My second poetry collection, I Was the Jukebox,
won the 2009 Barnard Women Poets Prize (selected by Joy Harjo) and will be launched into the world on April 5, 2010 by W. W. Norton.
Less than a week to go! I should be getting a haircut. Stocking up on champagne. Hanging the streamers. Except that instead of focusing on an exciting debut, I'm pondering a looming deadline. The next portion of my memoir,
Don't Kill the Birthday Girl: Tales from an Allergic Life, happens to be due to my editor at Crown on...April 5. When it rains, it pours.
I never planned to become a nonfiction writer. Poetry is my first love. But I proposed
Don't Kill the Birthday Girl because, with every year, more people's lives are shaped by food allergies. I've made it to adulthood despite severe allergies since birth (milk, egg, soy, tree nuts, mango, cucumber, beef, shrimp, and the list goes on). If I were a lawyer, I'd be an advocate in the courts. If I were a teacher, I'd be an advocate in the schools. I'm a writer. So if a literary conversation needs to be had about the facts, the challenges, and the cultural issues of food allergies, it's my job to start the conversation.

As you can imagine, this is very different from my approach to poetry. I'll be honest: juggling genres is hard. For example, I'm a midnight-hour poet. I like to move through a day, tumbling a line or phrase over and over in my head like a pebble in a rock polisher, enjoying the secret of it. Only after the rest of the world has gone to bed do I sit down, with glass of scotch, and start writing. A nonfiction session usually consists of waking up, bolting for the laptop--no making the bed, no getting dressed, no checking my email--and jumping in before the to-do list gets a hold of my day.
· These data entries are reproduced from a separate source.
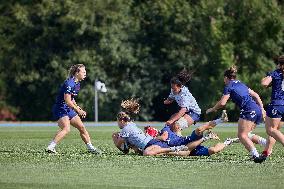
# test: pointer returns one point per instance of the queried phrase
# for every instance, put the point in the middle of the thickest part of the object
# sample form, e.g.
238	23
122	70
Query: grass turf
24	164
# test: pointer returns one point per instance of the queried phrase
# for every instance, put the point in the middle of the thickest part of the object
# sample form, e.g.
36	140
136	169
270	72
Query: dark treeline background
135	47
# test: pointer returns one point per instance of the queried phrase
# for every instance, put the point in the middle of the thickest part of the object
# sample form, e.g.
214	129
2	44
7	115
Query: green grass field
24	164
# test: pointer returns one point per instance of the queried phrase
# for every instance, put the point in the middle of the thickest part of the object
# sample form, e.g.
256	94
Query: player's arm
220	104
168	101
266	81
176	116
258	100
117	140
71	104
163	137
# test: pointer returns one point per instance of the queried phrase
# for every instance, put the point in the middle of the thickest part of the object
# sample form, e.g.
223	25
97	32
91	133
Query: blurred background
134	47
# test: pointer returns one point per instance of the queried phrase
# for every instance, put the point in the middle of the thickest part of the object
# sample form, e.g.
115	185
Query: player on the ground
172	135
131	135
275	110
251	108
67	112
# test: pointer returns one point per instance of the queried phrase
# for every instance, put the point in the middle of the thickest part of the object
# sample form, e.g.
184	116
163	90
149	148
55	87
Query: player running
67	112
251	108
189	108
275	110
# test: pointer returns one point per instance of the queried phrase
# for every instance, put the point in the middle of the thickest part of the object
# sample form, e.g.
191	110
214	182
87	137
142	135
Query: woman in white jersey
189	108
131	135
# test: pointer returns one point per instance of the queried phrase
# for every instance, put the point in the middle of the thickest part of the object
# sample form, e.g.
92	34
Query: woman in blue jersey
275	110
250	105
67	112
131	135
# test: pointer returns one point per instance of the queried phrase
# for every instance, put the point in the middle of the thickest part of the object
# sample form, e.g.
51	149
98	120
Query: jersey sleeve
271	74
227	90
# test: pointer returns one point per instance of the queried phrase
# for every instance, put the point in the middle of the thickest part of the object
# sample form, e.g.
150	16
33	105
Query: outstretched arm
221	103
266	81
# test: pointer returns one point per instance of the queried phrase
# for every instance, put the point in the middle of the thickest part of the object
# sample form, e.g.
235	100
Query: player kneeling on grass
130	134
172	135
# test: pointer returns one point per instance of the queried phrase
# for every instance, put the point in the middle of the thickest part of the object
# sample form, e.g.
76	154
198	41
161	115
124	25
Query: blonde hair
75	69
231	73
129	109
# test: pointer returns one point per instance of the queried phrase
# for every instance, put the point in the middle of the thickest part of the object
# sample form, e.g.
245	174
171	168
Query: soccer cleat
229	141
179	148
51	150
210	135
259	159
224	116
95	151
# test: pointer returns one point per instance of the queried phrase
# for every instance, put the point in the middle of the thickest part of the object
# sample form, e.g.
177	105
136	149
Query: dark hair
130	109
75	69
231	73
182	77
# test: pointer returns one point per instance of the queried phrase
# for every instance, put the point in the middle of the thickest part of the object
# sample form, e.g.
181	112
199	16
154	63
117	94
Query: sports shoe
210	135
95	151
224	116
179	148
259	159
229	141
51	150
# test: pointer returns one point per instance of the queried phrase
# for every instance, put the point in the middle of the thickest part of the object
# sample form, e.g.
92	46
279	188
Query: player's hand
82	113
169	122
210	110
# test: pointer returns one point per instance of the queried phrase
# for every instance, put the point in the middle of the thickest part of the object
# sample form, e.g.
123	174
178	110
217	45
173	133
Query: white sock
218	121
261	141
254	152
52	144
250	135
90	146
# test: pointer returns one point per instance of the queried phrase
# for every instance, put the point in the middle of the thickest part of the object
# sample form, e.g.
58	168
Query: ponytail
231	73
75	69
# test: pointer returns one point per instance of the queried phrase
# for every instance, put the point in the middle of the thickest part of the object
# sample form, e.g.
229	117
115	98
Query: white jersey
185	100
135	136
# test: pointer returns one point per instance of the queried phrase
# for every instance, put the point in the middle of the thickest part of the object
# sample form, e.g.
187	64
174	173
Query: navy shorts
275	111
254	115
194	116
191	138
62	111
158	143
200	151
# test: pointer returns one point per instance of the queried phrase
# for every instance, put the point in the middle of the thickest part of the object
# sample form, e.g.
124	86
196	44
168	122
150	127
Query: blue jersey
277	95
135	136
68	87
239	93
174	139
185	100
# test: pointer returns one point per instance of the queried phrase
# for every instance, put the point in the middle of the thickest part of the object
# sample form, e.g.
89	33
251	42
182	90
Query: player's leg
64	125
257	139
273	126
244	127
78	124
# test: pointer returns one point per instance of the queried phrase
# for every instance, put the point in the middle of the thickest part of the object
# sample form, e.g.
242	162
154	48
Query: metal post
96	101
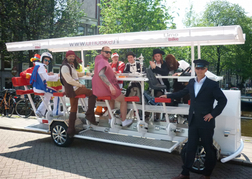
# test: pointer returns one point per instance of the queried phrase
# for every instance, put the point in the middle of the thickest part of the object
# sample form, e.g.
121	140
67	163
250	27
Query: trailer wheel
199	162
59	134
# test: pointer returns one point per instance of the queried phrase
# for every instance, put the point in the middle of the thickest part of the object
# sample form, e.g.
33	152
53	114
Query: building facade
89	26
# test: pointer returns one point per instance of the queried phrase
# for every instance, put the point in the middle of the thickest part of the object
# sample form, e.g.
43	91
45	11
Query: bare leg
123	106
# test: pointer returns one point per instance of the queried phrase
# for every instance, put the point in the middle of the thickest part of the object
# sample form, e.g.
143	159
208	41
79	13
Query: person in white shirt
38	80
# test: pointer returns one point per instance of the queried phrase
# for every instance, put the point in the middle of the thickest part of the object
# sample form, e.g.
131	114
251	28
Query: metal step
116	138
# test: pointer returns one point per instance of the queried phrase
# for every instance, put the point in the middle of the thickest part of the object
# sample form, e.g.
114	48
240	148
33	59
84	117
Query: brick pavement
33	155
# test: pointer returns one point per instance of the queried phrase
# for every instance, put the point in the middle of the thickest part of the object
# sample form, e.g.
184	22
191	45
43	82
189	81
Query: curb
22	129
233	161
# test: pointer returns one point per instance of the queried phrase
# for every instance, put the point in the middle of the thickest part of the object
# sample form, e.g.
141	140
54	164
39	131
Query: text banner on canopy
222	35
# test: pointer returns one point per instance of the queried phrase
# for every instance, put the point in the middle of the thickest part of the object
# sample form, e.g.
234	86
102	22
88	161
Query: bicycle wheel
11	108
23	108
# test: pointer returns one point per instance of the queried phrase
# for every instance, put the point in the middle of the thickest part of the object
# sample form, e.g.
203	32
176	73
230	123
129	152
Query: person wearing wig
176	67
159	67
39	80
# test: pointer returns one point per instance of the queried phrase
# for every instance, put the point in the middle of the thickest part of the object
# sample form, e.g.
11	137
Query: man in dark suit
203	92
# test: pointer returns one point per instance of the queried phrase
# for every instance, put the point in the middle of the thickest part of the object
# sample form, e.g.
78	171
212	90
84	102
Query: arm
121	67
127	68
69	79
106	81
221	101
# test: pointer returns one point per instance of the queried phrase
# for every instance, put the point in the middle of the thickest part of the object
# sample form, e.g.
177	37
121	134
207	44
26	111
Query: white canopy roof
198	36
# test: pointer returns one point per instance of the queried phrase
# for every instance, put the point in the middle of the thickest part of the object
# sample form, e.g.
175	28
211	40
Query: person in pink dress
104	83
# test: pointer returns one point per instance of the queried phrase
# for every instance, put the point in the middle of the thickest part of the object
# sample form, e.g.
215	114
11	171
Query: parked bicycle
24	108
7	102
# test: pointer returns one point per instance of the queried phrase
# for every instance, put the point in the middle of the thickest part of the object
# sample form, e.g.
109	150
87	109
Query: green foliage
229	60
120	16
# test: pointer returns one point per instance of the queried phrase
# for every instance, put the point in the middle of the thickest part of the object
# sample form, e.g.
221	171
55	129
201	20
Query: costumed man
134	87
104	83
39	79
26	74
159	67
201	121
69	78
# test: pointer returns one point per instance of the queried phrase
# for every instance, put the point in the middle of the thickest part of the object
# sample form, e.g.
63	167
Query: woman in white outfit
38	80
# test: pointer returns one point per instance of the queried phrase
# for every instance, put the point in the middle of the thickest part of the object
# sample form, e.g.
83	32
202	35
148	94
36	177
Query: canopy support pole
82	58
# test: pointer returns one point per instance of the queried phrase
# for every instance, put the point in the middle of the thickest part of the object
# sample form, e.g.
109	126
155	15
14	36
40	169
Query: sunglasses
200	68
47	60
108	52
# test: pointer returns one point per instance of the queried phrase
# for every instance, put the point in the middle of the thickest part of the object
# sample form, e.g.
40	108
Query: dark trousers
196	131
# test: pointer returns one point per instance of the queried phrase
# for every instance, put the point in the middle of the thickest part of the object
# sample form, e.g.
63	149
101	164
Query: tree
232	58
33	19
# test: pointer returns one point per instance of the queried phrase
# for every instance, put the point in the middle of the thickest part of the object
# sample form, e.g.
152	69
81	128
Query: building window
8	63
90	31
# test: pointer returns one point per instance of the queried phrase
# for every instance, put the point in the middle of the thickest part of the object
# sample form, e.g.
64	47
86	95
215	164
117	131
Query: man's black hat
155	51
130	53
200	63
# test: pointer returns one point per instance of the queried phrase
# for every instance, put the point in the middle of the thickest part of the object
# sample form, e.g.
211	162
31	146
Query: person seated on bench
69	78
39	80
104	83
26	74
176	69
159	67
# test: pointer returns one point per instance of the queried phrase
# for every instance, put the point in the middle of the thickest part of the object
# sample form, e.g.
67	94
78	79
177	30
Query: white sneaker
127	122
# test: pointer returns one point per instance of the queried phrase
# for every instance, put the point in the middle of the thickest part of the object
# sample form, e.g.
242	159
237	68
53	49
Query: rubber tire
23	108
59	134
196	168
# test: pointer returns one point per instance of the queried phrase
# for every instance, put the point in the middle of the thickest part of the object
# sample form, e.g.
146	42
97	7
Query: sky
199	7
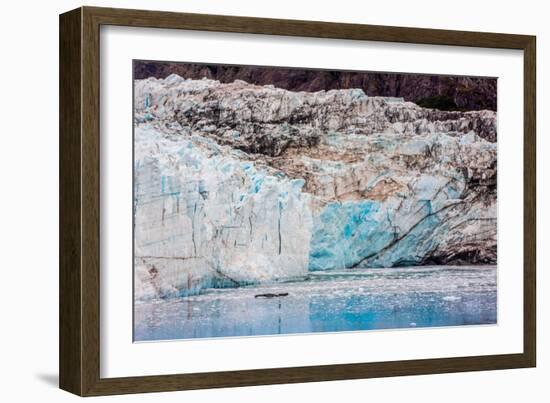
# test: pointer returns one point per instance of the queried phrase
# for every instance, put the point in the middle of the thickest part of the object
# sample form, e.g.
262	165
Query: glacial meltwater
328	301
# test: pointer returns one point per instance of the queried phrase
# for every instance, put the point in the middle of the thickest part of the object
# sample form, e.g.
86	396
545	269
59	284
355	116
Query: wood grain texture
70	274
80	196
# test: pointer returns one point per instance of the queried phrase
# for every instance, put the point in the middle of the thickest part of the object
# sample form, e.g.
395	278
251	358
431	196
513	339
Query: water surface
331	301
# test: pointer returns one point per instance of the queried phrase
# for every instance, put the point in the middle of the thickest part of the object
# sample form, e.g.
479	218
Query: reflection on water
329	302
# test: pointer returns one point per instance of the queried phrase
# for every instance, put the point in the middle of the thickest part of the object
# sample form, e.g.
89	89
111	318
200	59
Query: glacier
239	184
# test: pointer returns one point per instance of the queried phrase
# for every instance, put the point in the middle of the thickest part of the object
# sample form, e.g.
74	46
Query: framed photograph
249	201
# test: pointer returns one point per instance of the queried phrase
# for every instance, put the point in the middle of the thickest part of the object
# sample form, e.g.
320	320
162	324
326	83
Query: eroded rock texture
237	183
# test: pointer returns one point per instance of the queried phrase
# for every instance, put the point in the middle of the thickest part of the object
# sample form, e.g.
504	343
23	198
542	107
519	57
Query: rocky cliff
238	183
462	92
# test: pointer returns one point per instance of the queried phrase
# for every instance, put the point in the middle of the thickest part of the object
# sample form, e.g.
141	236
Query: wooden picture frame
79	348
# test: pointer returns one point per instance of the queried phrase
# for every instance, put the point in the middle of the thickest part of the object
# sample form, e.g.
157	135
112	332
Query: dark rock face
467	93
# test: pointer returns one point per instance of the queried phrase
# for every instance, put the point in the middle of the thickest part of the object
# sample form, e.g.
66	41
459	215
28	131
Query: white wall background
29	202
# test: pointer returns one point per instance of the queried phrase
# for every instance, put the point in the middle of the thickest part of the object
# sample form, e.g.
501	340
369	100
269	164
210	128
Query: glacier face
237	184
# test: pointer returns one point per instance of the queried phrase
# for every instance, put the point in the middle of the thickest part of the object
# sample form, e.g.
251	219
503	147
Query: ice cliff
237	183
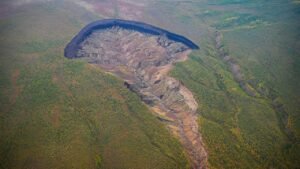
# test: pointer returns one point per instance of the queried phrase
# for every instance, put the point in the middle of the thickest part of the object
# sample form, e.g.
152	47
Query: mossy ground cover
61	113
241	131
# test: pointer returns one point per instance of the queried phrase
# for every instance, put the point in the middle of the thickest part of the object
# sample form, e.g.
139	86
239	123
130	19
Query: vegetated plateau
142	55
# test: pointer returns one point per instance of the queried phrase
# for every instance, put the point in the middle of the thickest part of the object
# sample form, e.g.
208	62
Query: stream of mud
143	61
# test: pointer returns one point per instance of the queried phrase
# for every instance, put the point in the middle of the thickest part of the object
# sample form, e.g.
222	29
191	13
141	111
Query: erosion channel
142	55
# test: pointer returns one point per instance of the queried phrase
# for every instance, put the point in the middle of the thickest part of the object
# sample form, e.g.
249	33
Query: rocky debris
143	62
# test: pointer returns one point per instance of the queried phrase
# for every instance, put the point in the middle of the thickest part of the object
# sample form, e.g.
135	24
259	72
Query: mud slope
143	59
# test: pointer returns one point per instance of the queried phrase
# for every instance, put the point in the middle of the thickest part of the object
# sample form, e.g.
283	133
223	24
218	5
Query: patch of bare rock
143	62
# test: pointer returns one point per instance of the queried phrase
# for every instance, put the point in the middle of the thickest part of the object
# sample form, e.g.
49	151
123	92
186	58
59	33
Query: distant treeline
71	48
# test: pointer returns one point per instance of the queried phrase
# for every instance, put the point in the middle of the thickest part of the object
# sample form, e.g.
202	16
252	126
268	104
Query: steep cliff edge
143	61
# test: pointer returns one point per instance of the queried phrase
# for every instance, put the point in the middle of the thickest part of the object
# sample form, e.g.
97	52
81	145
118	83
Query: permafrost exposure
142	55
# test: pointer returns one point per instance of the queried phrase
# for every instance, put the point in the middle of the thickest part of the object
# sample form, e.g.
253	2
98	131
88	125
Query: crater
142	55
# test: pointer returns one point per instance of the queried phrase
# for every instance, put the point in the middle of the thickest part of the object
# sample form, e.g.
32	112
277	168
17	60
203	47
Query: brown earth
143	62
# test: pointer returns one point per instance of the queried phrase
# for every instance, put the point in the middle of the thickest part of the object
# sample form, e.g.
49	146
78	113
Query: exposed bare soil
143	62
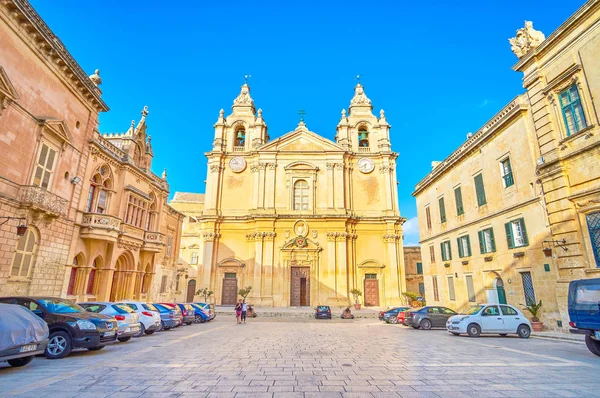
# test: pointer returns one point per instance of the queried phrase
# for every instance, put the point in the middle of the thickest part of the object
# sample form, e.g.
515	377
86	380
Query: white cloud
411	230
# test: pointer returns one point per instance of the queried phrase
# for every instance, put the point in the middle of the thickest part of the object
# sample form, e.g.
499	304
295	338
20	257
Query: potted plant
534	310
356	294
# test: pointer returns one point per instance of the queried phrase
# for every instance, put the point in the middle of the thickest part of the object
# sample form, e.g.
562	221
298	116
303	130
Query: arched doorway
191	291
501	293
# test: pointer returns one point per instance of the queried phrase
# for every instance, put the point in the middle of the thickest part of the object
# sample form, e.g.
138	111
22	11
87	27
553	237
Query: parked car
23	335
323	312
584	311
128	320
200	316
176	308
391	316
209	309
169	317
188	312
149	316
490	318
426	317
70	325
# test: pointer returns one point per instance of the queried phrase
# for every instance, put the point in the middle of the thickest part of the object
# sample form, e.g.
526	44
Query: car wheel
141	332
425	324
592	345
523	331
18	362
59	345
473	330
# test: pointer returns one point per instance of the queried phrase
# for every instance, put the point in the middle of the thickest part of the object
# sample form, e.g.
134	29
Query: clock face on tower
237	164
365	165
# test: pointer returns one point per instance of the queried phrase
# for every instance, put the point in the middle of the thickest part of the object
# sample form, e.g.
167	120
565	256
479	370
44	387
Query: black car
323	312
70	325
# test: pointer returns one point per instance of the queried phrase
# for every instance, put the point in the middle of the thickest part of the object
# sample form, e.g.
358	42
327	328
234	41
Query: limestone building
98	225
302	219
536	218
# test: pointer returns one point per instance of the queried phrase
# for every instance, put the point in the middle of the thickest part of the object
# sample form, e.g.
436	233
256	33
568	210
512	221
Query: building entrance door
300	287
371	290
229	293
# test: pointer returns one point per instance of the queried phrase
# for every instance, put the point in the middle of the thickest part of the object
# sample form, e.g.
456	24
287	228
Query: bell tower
360	131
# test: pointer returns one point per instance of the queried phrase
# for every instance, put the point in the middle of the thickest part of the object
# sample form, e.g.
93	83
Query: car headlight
86	325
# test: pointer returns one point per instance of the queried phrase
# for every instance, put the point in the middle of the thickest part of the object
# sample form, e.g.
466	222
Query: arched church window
301	195
363	137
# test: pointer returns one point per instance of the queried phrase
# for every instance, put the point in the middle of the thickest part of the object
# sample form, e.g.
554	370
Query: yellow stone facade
301	219
552	198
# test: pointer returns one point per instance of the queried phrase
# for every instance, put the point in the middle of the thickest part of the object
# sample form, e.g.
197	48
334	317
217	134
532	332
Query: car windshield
59	306
473	310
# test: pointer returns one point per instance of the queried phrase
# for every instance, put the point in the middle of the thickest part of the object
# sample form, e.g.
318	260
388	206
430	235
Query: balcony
100	227
153	241
43	202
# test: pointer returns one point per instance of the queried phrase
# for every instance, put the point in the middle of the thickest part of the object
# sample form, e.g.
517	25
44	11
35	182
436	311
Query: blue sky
439	68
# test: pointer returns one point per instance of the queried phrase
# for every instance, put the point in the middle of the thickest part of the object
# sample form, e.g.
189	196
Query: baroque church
301	219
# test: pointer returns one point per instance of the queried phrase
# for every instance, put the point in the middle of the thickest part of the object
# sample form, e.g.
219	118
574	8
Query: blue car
201	316
584	311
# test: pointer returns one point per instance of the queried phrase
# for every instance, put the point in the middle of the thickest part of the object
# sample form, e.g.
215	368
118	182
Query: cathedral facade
301	219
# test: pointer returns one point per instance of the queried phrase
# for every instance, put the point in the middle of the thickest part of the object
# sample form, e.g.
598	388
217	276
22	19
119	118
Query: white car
490	318
149	316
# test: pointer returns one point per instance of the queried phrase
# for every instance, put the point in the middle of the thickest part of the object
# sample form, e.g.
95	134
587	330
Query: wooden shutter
479	190
525	240
509	238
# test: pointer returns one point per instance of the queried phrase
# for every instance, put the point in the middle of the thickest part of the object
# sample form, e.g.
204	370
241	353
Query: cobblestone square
308	358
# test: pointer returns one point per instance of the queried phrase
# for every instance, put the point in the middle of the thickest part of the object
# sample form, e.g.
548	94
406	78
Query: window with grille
301	195
528	288
572	110
593	221
44	167
436	293
24	257
451	292
470	288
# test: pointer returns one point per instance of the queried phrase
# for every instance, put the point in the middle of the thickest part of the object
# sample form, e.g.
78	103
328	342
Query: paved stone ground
309	358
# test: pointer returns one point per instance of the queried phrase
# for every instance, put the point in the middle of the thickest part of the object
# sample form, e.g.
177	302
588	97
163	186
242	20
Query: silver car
127	319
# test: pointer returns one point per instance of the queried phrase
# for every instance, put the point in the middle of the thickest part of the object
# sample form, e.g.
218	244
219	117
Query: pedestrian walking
244	311
238	311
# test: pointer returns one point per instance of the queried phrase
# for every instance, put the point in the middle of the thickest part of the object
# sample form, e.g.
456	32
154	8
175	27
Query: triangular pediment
301	140
6	87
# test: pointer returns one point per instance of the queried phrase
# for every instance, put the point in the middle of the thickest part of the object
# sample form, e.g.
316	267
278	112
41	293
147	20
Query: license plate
27	348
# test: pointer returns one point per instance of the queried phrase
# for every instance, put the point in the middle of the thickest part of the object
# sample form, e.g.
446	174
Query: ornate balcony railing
43	201
102	221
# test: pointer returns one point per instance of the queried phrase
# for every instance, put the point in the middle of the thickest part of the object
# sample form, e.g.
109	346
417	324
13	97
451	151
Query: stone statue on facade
526	39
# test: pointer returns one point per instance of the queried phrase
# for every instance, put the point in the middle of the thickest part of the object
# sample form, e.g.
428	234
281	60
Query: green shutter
442	210
468	246
479	190
509	239
522	221
481	242
459	206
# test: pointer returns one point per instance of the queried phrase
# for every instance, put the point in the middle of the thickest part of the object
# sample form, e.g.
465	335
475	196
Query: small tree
534	309
245	292
356	294
205	293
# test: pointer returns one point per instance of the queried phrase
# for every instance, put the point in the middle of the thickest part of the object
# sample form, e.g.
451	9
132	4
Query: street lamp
21	229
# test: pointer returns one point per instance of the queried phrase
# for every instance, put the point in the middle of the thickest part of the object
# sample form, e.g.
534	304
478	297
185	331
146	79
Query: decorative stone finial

If I remember to make a cup of coffee, it'll probably go cold before I remember to take a sip. I'm not some poetic sea nymph, coaxing a pearl from a grain of sand; I'm an architect, building a house. I have notes. I have sources. I have outlines. I have word counts.
If you've figured out a way to be both a night owl and an early bird, will you let me know?
Meanwhile, those to-do list items continue waving their fingers at me: a plane ticket to book, an
AWP booksigning to promote, two phone calls to return. With a poetry book on the way this, too, is all part of being a writer.
This doesn't even begin to broach the philosophical intricacies of moving from poetry to prose: forging a new style of sentence, a different pacing of narrative, a standard for what is journalistically "true" versus what is emotionally honest. Sometimes I worry that I'm harvesting so many memories for
Don't Kill the Birthday Girl that I'll pick the oyster bed clean, leaving no seeds for next year's growth. What if no one likes it? What if I've spent years developing my credibility as a poet, only to fumble it on a third book that labels me a mediocre prose writer?
You'd think this would be a time of holding my head high, but the truth is that I'm deep in the trenches.
April 5, April 5, April 5. The march continues. April 6? Okay. Maybe on April 6, there will be some dancing.